Think about the unworn items in your closet. Imagine taking one of them and repurposing it to be something wearable today.
This is exactly what University textile students did earlier this semester as part of an "upcycled" garment project in their fundamentals of fibers class.
“I didn’t wear them, they weren’t being used, so then taking them from that to making it something I created, something that I really liked, was upcycling for me,” said Jason Fondaw, a sophomore from Wichita.
According to Kadie Nugent, a graduate teaching assistant in the textiles department who teaches the class, the project was to take garments either from your life or those found at thrift stores and repurpose and re-image them.
Nugent said she assigned this project in part to think about the wastefulness of the fashion industry.
“It doesn’t have to be on a runway to be exciting, thoughtful and progressive,” Nugent said.
Fondaw goes to thrift stores regularly, so he already had the majority of his garments for the project.

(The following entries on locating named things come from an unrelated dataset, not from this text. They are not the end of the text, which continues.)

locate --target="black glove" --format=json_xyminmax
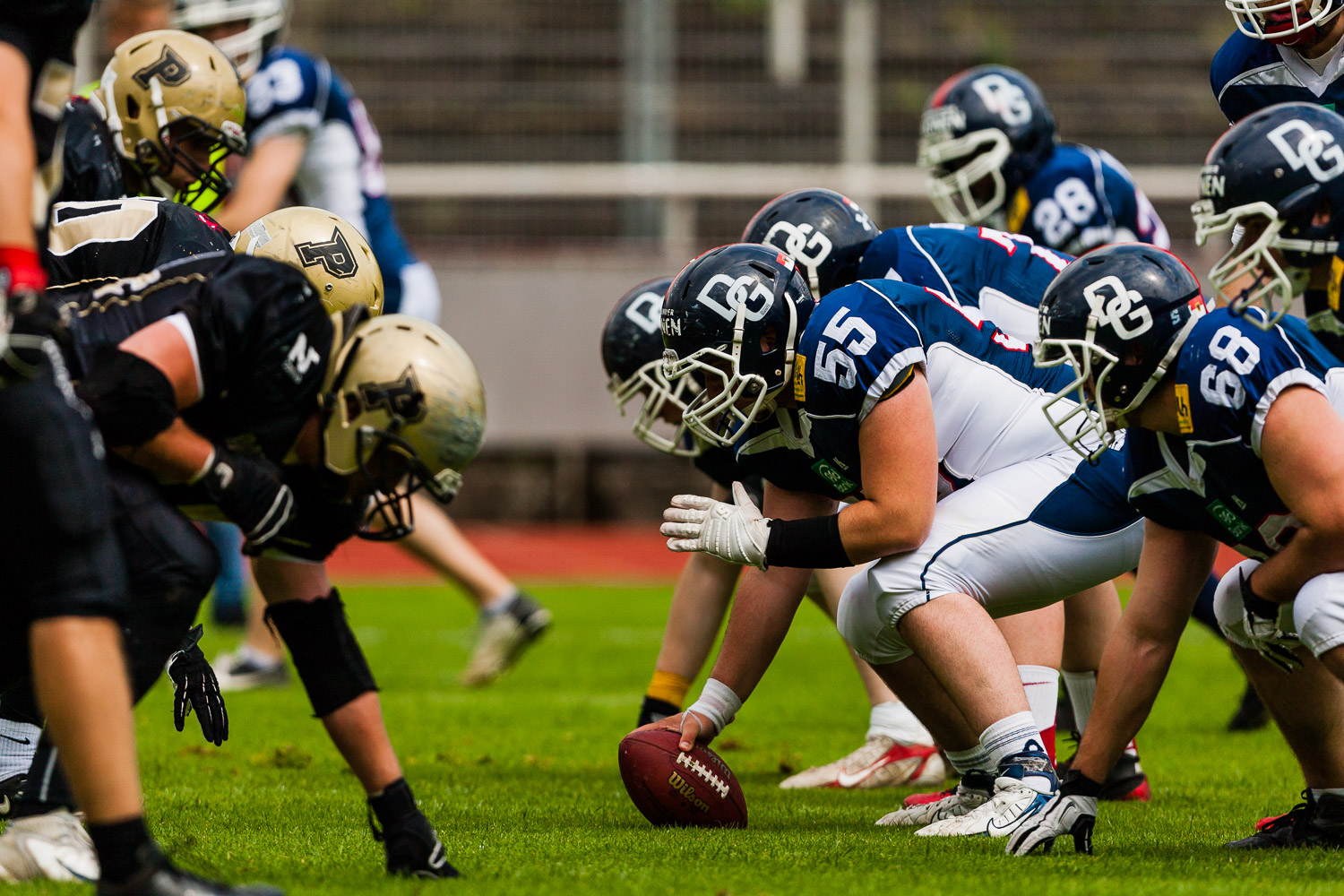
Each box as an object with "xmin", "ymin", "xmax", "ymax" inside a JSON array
[
  {"xmin": 201, "ymin": 444, "xmax": 295, "ymax": 556},
  {"xmin": 167, "ymin": 626, "xmax": 228, "ymax": 747}
]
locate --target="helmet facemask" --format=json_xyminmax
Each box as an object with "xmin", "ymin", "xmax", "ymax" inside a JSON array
[
  {"xmin": 663, "ymin": 277, "xmax": 798, "ymax": 447},
  {"xmin": 918, "ymin": 127, "xmax": 1012, "ymax": 224},
  {"xmin": 607, "ymin": 358, "xmax": 704, "ymax": 457},
  {"xmin": 1191, "ymin": 193, "xmax": 1339, "ymax": 331},
  {"xmin": 1225, "ymin": 0, "xmax": 1341, "ymax": 46}
]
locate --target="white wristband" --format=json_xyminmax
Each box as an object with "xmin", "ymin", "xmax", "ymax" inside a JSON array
[{"xmin": 687, "ymin": 678, "xmax": 742, "ymax": 734}]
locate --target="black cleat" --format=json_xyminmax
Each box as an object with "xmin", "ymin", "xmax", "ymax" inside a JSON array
[
  {"xmin": 97, "ymin": 844, "xmax": 285, "ymax": 896},
  {"xmin": 1228, "ymin": 790, "xmax": 1344, "ymax": 849},
  {"xmin": 368, "ymin": 810, "xmax": 461, "ymax": 877},
  {"xmin": 1228, "ymin": 681, "xmax": 1269, "ymax": 731}
]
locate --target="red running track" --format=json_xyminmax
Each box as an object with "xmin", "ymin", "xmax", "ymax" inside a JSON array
[{"xmin": 330, "ymin": 522, "xmax": 1241, "ymax": 582}]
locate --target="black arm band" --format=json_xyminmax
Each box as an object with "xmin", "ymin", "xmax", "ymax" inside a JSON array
[
  {"xmin": 75, "ymin": 345, "xmax": 177, "ymax": 447},
  {"xmin": 765, "ymin": 513, "xmax": 854, "ymax": 570}
]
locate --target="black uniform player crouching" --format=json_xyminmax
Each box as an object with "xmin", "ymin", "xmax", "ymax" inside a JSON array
[{"xmin": 27, "ymin": 254, "xmax": 484, "ymax": 877}]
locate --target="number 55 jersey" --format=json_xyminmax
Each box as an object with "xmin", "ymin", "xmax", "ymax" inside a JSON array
[{"xmin": 1126, "ymin": 307, "xmax": 1344, "ymax": 559}]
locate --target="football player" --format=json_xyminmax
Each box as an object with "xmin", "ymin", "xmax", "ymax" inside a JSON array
[
  {"xmin": 645, "ymin": 245, "xmax": 1142, "ymax": 836},
  {"xmin": 175, "ymin": 0, "xmax": 551, "ymax": 686},
  {"xmin": 1209, "ymin": 0, "xmax": 1344, "ymax": 124},
  {"xmin": 1008, "ymin": 246, "xmax": 1344, "ymax": 855},
  {"xmin": 0, "ymin": 0, "xmax": 279, "ymax": 896},
  {"xmin": 918, "ymin": 65, "xmax": 1171, "ymax": 255},
  {"xmin": 602, "ymin": 278, "xmax": 946, "ymax": 790},
  {"xmin": 0, "ymin": 253, "xmax": 473, "ymax": 877}
]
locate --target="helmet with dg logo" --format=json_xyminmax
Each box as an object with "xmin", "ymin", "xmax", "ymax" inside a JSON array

Fondaw stitched together fabrics to make a bolero jacket with long puffy sleeves and high-waisted patchwork pants. Fondaw said he thinks clothes are important for self-expression.
The project took students about three weeks to complete, which included the entire process of conceptualizing and sewing. The project also helped the students build skills, such as sewing and embroidery, which will be important for future projects.
Nugent said some students found their garments first to be inspirations for the project, while others conceptualized before selecting the garments.
“That was interesting for me to see,” Nugent said.
Nugent’s upcycled garment project has inspired another fundamentals of fibers class to complete a similar project later this semester. Allison Sheldon, a graduate teaching assistant in the textile department, will also be assigning the project to her ART 133 class.
Sheldon’s students will have an added component to their project. They will also design a photoshoot to display their garments. Their resulting images will be based around the garment in mind.
Garments aren’t just things to wear, they are also fine art, according to Sheldon. She said she is assigning the project to keep in mind the wastefulness of the fashion industry, and upcycling is a way to stop that.
“I think it’s a cool and interesting thing to talk about and teach,” Sheldon said.